Wolfe shook his head slowly from side to side.
‘She sings, she dances, she sways, she swoops,’ Cormac said proudly. He and Wolfe stood on a crosswalk in an enormous bay. Below them lay Wolfe’s ship. It looked just as it had when he ported at Malabar. ‘Would you care to request your good ship Lollipop to go through her paces?’
He handed a transponder to Joshua.
‘Do you hear me?’ Joshua asked the ship.
‘I hear you,’ came through the small speaker. ‘I recognize your voice. Do you have a command for me?’
Joshua turned to Cormac. ‘So what do I ask for?’
‘How about “gimme the external dimensions of a Hatteras-type 92 yacht?” In case you forget your Jane’s, that’s about twenty feet longer than the Grayle and a whole lot humpier.’
Joshua spoke into the transponder.
‘Understood,’ his ship said.
He heard the hiss of hydraulics, and the Grayle grew imperceptibly. As she did, a long oval atop her hull lifted, and a portholed bridge appeared.
‘That’s all false front, of course,’ Cormac said. ‘It extends back over the drive tubes, so you don’t really pick up twenty feet, and the bridge is a dummy, too. I couldn’t figure any way to mickey up hull blisters, either, that wouldn’t conflict with your retractable ones, so I left that alone.
‘The Grayle can physically mimic about twenty other ships more or less of her class, from a Foss-class tug, to any number of in-system workships, to one of the new Federation Sorge-type spyships. That might be an interesting switch if things get sticky with our friend Cisco.
‘But that’s the frosting on the iceberg, when somebody gets too close. The real changes are in the various signatures, infrared, radar, and so forth. Onscreen, your little putt-putt can look like almost anything from a medium cruiser down to a miner’s asteroid puddle jumper. That’s the real prize. I decided that everybody wants to go small when they’re phonying up what their ship looks like, so I’d go mostly the other way around.
‘Plus your rig’s pretty clean anyway, so I wouldn’t be able to get much tinier an echo.
‘You lost two storerooms and one of your spare state
-rooms for all the e-junk I loaded in, and you don’t even want to think about drive economy, especially if you’re using any of the drive-signature spoofers.
‘Your performance envelope is still the same, unless you’re using any of the physical phonies in-atmosphere.
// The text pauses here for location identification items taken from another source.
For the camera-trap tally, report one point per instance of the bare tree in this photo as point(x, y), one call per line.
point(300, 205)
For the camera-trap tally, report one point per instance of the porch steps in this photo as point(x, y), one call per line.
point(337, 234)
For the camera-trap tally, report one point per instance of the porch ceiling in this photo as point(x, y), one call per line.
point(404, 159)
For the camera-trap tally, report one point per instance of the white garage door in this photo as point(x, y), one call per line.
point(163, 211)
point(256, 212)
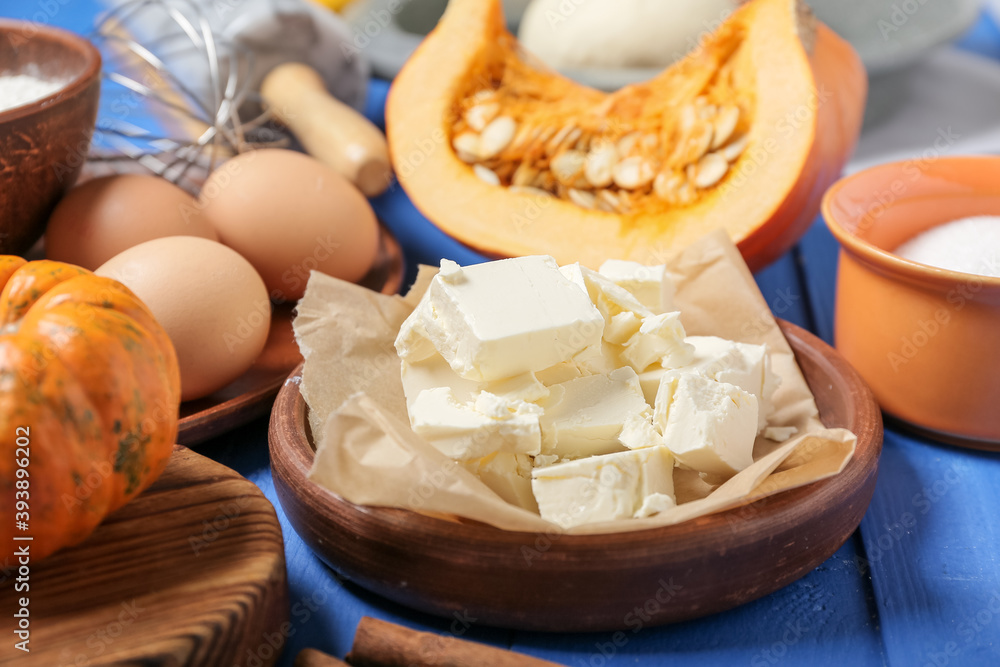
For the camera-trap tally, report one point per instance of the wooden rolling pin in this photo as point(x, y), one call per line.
point(329, 130)
point(381, 644)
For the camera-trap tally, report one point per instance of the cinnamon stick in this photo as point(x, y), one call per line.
point(381, 644)
point(310, 657)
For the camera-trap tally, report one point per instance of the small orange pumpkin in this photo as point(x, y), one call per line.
point(744, 134)
point(89, 397)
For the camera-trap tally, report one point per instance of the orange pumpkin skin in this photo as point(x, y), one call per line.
point(808, 109)
point(89, 380)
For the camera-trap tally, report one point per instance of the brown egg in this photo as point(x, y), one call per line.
point(100, 218)
point(210, 300)
point(290, 214)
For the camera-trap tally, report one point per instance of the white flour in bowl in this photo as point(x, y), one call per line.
point(969, 245)
point(19, 89)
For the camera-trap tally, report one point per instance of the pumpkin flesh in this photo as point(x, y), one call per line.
point(89, 372)
point(799, 114)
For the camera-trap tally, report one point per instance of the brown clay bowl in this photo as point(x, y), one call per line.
point(576, 583)
point(924, 338)
point(43, 144)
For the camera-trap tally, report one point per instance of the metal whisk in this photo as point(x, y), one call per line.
point(166, 68)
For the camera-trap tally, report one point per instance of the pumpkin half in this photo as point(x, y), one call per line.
point(89, 397)
point(745, 133)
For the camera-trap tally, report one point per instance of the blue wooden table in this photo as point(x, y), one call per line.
point(918, 584)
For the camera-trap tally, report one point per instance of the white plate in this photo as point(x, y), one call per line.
point(388, 31)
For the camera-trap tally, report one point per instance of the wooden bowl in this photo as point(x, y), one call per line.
point(43, 144)
point(924, 338)
point(570, 583)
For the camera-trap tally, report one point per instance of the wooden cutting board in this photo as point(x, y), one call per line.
point(192, 572)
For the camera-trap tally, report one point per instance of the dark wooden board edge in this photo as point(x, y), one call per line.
point(196, 564)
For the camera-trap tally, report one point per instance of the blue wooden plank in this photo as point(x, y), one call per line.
point(324, 609)
point(823, 619)
point(783, 289)
point(816, 256)
point(932, 546)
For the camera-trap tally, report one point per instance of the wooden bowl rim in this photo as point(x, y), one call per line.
point(783, 507)
point(70, 41)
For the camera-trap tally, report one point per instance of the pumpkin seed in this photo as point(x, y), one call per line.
point(523, 175)
point(633, 172)
point(527, 190)
point(685, 194)
point(627, 143)
point(496, 136)
point(567, 135)
point(525, 135)
point(479, 116)
point(724, 124)
point(696, 142)
point(687, 118)
point(608, 201)
point(735, 148)
point(711, 169)
point(567, 165)
point(600, 164)
point(483, 95)
point(467, 147)
point(486, 175)
point(582, 198)
point(666, 185)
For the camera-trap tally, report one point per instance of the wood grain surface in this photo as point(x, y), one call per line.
point(591, 582)
point(252, 394)
point(192, 572)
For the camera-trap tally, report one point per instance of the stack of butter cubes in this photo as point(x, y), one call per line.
point(574, 392)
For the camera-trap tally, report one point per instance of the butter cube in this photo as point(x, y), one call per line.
point(650, 285)
point(605, 488)
point(508, 475)
point(432, 372)
point(599, 359)
point(466, 431)
point(660, 340)
point(710, 426)
point(466, 315)
point(610, 299)
point(585, 416)
point(525, 387)
point(746, 365)
point(638, 432)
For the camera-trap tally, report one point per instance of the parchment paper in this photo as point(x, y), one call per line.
point(368, 454)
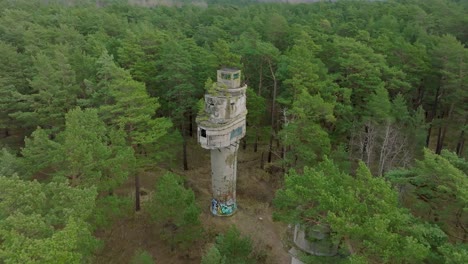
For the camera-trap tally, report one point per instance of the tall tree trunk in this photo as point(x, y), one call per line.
point(439, 141)
point(184, 147)
point(461, 139)
point(256, 140)
point(273, 104)
point(190, 117)
point(384, 149)
point(137, 193)
point(444, 130)
point(434, 113)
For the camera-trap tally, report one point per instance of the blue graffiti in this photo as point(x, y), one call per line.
point(220, 208)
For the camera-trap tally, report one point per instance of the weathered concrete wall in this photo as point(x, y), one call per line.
point(223, 180)
point(321, 244)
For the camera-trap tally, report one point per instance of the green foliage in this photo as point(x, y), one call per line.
point(362, 211)
point(437, 190)
point(86, 152)
point(173, 207)
point(213, 256)
point(45, 223)
point(142, 257)
point(9, 163)
point(230, 248)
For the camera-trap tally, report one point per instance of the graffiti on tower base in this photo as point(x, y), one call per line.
point(222, 208)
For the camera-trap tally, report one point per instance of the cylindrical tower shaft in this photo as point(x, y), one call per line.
point(223, 180)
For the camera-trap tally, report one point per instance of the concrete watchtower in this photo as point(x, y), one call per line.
point(220, 128)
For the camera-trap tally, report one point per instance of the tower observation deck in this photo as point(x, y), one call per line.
point(220, 128)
I went for things that had lots of little bitty stickouts, so there’s a lot more drag. Be a little cautious about going full tilt when you’re surrounded by air if you’ve got any of that crap extruded. I don’t guarantee my welds that far.’
‘You through?’
‘I think so.’
‘Pretty good spiel,’ Wolfe said.
‘Pretty good work,’ Cormac replied. ‘Now you owe me.’
‘I do that.’
Cormac turned serious. ‘And that’s a favor I’m going to call in.’
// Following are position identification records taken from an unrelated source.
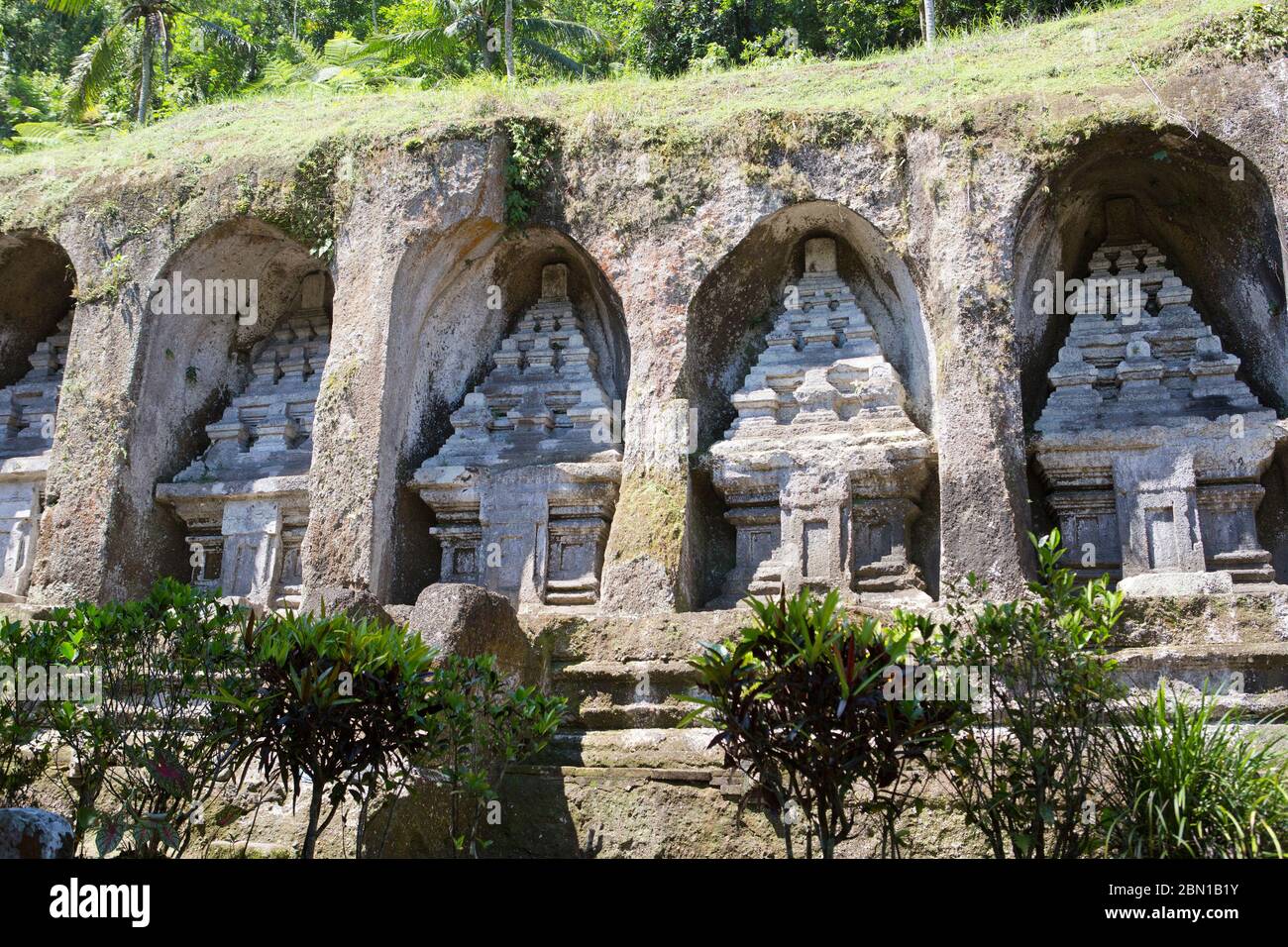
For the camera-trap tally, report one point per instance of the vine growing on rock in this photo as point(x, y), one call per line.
point(527, 167)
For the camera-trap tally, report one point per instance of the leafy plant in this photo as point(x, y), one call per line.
point(799, 703)
point(526, 169)
point(25, 757)
point(481, 25)
point(132, 46)
point(1185, 784)
point(1025, 770)
point(483, 725)
point(338, 701)
point(153, 751)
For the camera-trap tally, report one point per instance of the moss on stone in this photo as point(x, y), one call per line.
point(649, 521)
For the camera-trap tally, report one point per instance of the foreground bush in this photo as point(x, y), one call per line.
point(24, 755)
point(798, 701)
point(150, 753)
point(483, 725)
point(1184, 784)
point(339, 701)
point(1025, 771)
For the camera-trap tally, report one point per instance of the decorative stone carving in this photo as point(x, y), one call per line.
point(524, 488)
point(245, 500)
point(27, 411)
point(1151, 447)
point(823, 468)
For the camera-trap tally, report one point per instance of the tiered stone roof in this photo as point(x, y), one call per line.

Wolfe was almost asleep, nodding over a last Armagnac and Murder in the Cathedral when the buzzing grew in his ears. He came fully awake, but the sound didn’t stop; it grew still louder.
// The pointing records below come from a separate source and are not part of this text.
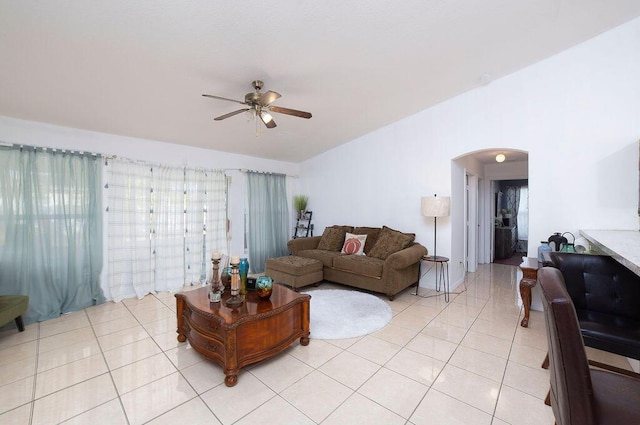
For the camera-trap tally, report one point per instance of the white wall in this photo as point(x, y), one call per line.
point(577, 114)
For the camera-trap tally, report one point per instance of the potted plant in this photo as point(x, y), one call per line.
point(300, 204)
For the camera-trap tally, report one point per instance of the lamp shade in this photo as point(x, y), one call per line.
point(432, 206)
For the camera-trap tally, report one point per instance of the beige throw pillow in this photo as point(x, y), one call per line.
point(354, 244)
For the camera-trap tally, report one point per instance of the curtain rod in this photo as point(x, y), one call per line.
point(47, 148)
point(244, 170)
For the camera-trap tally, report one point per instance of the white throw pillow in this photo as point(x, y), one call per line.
point(353, 244)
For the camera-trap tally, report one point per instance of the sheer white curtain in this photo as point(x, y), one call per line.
point(168, 227)
point(206, 216)
point(162, 222)
point(523, 219)
point(130, 270)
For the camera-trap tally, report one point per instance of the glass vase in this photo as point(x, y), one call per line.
point(243, 268)
point(264, 287)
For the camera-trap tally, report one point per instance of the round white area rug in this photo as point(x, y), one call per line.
point(340, 314)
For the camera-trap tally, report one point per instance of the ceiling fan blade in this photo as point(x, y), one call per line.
point(230, 114)
point(270, 123)
point(223, 98)
point(269, 97)
point(288, 111)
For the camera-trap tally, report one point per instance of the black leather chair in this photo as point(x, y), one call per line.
point(580, 395)
point(606, 296)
He felt menace, danger, and in spite of himself looked around the familiar bridge.
Pain seared his arm, and he pulled his sleeve back and saw the red welts emerge.
Then the buzzing was gone, and there was utter silence.
After a time, the welts subsided.
Wolfe got up, made strong coffee.
‘De Montel?’ Wolfe whistled. ‘This is a serious favor.’
Cormac ran a thumbnail through the foil and pulled the cork. ‘Now that’s what a proper bottle-opening ought to sound like,’ he said. ‘Never could get used to that crack when the pressure seal breaks.’
There were two snifters on his desk. He poured one about half full, about an inch into the other.
‘Thought you didn’t touch hard stuff,’ Wolfe said.
‘I’m trying to be sociable.’
Wolfe sniffed, tasted, nodded. He eased himself down into the armchair in front of the desk. ‘Okay. What’ve you got?’
Cormac reached into his desk drawer, took out a holo, passed it to Joshua. ‘Remember her?’
The woman in the holo had dark, curly hair that frothed down about the shoulders of the sea-green gown she wore. She was on a promenade deck of a ship, and behind her a planet’s curve arced. She’d evidently been told to look happy for the recorder and was trying her best to comply, without much success.